Martes, Abril 9, 2013

15. Hard for me to Hate you

I am a very cheerful person. My friends get energy from me when they feel low. But this happy person they see in me has her own sad story. This story happened during high school. It feels really sad during that time. I never thought that situation would come to my high school life.

I was buying a soft drink to the sari-sari store with my friends in front of our school, and my classmates and their friend was standing by there. They were talking about girls then suddenly I heard my name.And it all started there. My friend begun teasing to that guy over and over everyday. Luckily, it's almost vacation that time. But that didn't stop there, my friends continued teasing me when we gent back to school. We were a block section so it was easy for them to tease me everyday. I let them do they want, I didn't care. Until one day someone texted me saying he was the guy my friends were teasing to me. I replied to his text "why?" Then he replied a very long message and as I was reading it I figured out that it was my so call "Best Friend". I was so hurt that time not because he wasn't the one who texted me but because my friends broke my trust. Two of my friends were able to do that to me. I felt so sad when I found out because two of the most important people in my life actually played with my feelings. That was the lowest part of my high school life. My own friends played with my feelings and that just made me feel so bad for myself.
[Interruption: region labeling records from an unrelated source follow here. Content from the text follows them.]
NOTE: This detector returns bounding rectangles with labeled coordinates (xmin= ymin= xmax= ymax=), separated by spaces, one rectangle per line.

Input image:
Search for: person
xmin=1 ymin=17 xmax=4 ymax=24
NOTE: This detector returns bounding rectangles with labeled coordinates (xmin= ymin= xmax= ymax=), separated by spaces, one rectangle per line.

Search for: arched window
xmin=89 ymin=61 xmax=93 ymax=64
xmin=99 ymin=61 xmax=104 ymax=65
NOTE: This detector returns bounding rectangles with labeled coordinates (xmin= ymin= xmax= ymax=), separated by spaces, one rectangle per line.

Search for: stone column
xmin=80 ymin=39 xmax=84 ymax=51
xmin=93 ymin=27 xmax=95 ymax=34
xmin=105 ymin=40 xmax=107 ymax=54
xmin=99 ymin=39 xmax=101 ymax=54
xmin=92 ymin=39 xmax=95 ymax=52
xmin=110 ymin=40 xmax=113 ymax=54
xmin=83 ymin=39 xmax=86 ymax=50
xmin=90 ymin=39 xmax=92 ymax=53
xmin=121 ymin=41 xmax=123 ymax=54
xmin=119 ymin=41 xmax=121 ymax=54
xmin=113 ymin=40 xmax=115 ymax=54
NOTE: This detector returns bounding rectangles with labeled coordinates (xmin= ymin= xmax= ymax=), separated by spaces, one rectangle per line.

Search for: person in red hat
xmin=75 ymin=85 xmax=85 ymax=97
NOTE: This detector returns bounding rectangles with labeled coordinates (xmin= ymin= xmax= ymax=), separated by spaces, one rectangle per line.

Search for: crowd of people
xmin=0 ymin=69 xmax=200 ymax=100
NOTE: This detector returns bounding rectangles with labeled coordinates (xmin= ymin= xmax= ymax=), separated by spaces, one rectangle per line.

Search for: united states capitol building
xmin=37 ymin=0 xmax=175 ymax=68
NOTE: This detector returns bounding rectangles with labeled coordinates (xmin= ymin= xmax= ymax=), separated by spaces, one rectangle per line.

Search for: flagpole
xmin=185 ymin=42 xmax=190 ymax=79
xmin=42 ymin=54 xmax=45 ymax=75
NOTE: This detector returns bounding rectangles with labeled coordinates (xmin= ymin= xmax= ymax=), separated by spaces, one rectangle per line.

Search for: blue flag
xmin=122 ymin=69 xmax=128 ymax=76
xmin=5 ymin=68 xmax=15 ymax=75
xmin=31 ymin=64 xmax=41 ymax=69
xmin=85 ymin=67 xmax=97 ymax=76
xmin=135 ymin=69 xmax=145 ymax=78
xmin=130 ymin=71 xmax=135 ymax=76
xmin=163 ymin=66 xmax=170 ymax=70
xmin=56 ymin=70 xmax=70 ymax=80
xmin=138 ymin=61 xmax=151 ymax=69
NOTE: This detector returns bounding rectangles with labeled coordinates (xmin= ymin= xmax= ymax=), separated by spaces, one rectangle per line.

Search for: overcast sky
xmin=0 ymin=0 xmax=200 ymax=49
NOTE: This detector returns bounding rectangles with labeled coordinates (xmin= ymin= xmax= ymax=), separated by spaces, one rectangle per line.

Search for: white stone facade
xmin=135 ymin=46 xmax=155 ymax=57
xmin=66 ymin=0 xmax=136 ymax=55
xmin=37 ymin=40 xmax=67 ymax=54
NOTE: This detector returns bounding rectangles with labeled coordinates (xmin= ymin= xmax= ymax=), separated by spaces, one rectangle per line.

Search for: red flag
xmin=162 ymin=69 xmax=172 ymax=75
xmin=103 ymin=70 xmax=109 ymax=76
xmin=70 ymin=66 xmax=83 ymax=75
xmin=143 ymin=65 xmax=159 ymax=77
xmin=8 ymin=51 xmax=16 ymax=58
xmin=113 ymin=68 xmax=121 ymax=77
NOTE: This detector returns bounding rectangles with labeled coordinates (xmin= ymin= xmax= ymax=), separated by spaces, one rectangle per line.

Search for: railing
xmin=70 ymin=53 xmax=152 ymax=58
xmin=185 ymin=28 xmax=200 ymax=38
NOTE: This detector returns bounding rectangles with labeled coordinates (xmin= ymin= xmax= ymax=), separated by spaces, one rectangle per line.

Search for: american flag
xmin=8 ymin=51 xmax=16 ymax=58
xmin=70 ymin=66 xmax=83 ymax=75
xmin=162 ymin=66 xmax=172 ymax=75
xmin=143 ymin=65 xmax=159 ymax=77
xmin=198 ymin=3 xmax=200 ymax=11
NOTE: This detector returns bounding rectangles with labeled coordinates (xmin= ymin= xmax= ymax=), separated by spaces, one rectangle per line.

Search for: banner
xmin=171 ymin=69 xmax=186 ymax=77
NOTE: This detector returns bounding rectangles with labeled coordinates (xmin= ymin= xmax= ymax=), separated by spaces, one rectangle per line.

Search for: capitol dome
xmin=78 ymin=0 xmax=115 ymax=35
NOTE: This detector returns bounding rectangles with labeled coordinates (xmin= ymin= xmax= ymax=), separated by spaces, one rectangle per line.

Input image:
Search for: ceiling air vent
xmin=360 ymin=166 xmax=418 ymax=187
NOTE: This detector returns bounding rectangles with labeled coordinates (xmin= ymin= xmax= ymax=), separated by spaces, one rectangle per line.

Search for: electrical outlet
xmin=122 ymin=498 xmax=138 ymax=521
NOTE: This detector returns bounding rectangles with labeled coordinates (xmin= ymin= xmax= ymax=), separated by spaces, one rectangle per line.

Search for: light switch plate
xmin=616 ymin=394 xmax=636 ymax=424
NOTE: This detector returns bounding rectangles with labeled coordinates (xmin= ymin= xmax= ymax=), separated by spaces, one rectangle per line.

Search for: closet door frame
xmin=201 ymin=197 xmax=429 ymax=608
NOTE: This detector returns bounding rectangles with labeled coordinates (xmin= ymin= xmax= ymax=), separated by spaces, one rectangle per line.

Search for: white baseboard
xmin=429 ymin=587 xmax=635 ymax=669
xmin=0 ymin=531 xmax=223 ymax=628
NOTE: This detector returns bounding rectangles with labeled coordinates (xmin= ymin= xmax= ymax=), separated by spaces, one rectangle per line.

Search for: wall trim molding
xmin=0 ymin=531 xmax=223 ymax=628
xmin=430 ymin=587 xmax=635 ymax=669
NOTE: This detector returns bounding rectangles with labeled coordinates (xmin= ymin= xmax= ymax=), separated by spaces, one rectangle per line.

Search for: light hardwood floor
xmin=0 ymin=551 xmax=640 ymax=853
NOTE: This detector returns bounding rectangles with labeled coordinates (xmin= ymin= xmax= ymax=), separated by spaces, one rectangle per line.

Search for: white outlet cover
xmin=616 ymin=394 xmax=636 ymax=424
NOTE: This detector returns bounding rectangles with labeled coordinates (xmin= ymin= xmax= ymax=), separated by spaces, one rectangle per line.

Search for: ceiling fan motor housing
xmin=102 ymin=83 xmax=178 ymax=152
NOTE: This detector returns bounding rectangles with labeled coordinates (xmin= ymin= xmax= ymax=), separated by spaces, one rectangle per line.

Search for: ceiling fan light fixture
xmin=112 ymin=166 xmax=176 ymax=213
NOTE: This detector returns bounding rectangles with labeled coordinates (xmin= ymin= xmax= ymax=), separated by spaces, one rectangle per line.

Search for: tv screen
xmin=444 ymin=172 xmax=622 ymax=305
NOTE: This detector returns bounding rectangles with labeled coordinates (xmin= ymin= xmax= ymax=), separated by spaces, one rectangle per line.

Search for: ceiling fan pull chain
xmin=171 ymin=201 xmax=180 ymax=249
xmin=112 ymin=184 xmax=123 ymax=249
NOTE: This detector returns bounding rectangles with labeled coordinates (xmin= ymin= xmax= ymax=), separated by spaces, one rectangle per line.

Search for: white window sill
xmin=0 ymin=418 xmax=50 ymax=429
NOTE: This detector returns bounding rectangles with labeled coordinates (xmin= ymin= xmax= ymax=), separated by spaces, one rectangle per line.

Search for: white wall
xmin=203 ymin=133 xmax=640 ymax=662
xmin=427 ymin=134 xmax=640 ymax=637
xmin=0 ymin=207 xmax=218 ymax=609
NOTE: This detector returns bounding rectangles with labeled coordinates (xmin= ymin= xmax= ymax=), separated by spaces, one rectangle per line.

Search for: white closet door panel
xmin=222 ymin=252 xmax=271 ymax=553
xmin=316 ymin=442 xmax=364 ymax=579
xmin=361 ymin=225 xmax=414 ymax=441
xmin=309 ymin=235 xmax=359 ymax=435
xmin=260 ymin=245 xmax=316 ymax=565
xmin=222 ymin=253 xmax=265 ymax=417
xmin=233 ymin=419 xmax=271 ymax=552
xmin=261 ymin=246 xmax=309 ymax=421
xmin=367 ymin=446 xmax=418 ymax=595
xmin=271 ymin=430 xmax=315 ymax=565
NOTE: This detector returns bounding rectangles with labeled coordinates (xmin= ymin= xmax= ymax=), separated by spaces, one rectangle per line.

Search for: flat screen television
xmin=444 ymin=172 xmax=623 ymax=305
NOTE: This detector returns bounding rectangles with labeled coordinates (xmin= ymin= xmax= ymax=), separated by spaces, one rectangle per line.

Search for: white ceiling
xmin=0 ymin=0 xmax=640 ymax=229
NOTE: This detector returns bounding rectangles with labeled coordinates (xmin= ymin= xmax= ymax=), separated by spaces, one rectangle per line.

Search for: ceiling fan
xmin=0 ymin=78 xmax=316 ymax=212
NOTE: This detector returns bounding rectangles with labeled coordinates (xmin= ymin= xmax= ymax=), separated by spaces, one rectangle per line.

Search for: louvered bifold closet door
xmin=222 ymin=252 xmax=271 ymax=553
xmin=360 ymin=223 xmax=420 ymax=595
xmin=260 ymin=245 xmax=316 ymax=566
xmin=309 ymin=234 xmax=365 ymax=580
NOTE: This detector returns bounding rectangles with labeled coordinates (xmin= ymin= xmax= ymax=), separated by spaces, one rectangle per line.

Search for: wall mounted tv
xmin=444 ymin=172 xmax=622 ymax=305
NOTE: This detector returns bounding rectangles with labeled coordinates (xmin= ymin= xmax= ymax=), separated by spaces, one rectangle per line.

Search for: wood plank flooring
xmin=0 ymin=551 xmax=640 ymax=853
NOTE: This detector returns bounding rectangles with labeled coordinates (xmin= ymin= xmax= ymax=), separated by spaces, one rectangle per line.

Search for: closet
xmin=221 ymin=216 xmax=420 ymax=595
I love my friends so much that hating the is the hardest thing. I cried for how many night because I can't tell them how I felt when they crushed my trust. I felt normal when I'm with them but by the time I'm about to sleep, I remember all the bad feelings that I've been keeping inside.

Even when we confronted each other, it was like I was the one wrong because I hide my feelings. But I just did that knowing that they are my so called best friends so they should know what would I feel. Though I still have this feeling inside me at least I know to myself that I've forgiven them but forgetting is impossible for me. Now I will you that experience so that I won't be hurt anymore.